In 2001, the Australian Government established the Council on Australia-Latin America Relations (COALAR) which aims to enhance commercial, political and cultural relations between Australia and Latin America. Since its inception, COALAR has been active in promoting business, education, tourism and cultural links between Australia and Latin America. For updates on COALAR activities and information on the annual grants program, follow COALAR on Facebook.
Bilateral economic and trade relationship
Bilateral trade is modest, although businesses continue to explore possibilities for expanding commercial interaction, particularly in the mining, agriculture and maritime sectors. Two-way trade was $7.7 million in 2013, down from $15.8 million in 2012. Australian exports to Venezuela totalled $6.3 million in 2013, consisting mainly of paper, non-electronic machinery and parts and pharmaceutical products (excluding medicaments). Imports to Australia from Venezuela were $1.4 million, consisting primarily of alcoholic beverages, crude animal matter and cocoa. In 2013, over 800 Venezuelans were enrolled in Australian education institutions.
The mining industry offers some potential for Australian involvement. Despite abundant mineral wealth and some of the world's largest reserves of iron ore, aluminium, nickel and gold, Venezuela's mining industry is underdeveloped and accounts for less than one per cent of GDP. The government has identified the mining industry as a key sector in the diversification of the economy away from petroleum, particularly as a source of export revenue and inputs for domestic industry.

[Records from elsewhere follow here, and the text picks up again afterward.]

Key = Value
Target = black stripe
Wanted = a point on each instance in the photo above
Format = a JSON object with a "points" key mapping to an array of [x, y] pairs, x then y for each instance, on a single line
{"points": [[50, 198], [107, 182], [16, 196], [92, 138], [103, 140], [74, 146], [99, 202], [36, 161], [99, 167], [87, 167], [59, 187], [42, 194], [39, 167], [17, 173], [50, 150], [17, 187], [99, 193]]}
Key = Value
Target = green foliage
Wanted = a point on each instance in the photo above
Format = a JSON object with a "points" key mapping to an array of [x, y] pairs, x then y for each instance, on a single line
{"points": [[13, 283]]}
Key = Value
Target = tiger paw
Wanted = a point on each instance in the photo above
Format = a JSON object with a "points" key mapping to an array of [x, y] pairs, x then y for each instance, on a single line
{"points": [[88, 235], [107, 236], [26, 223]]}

Excel Mining and RFC Finance Corporation are involved in two mining projects in Venezuela: a diamond project in the Guaniamo region and the Cosila coal mine.
A significant Australian investment in Venezuela is Orica's joint venture with Venezuela's Grupo Merand in two explosives manufacturing projects. One project involves an existing plant that supplies on-site bulk explosives for a large coal mining facility in western Venezuela. In the other, Orica Venezuela upgraded an existing packaged explosives plant and operates it on behalf of its owner, CAVIM, the state-owned military industries company.
However, the government's action to nationalise strategic industries in addition to banks and food producers that do not comply with government regulations may give rise to sovereign risk concerns. Government policy is favouring ties with state-owned firms linked to governments that are either close allies of the Chavez administration or countries the administration wants as allies. The imposition of foreign-exchange controls requires all persons in Venezuela to obtain government approval to send any funds overseas. The difficulty in receiving payment in foreign currencies such as the US Dollar or the Euro has discouraged many small to medium sized Australian companies from exporting to Venezuela.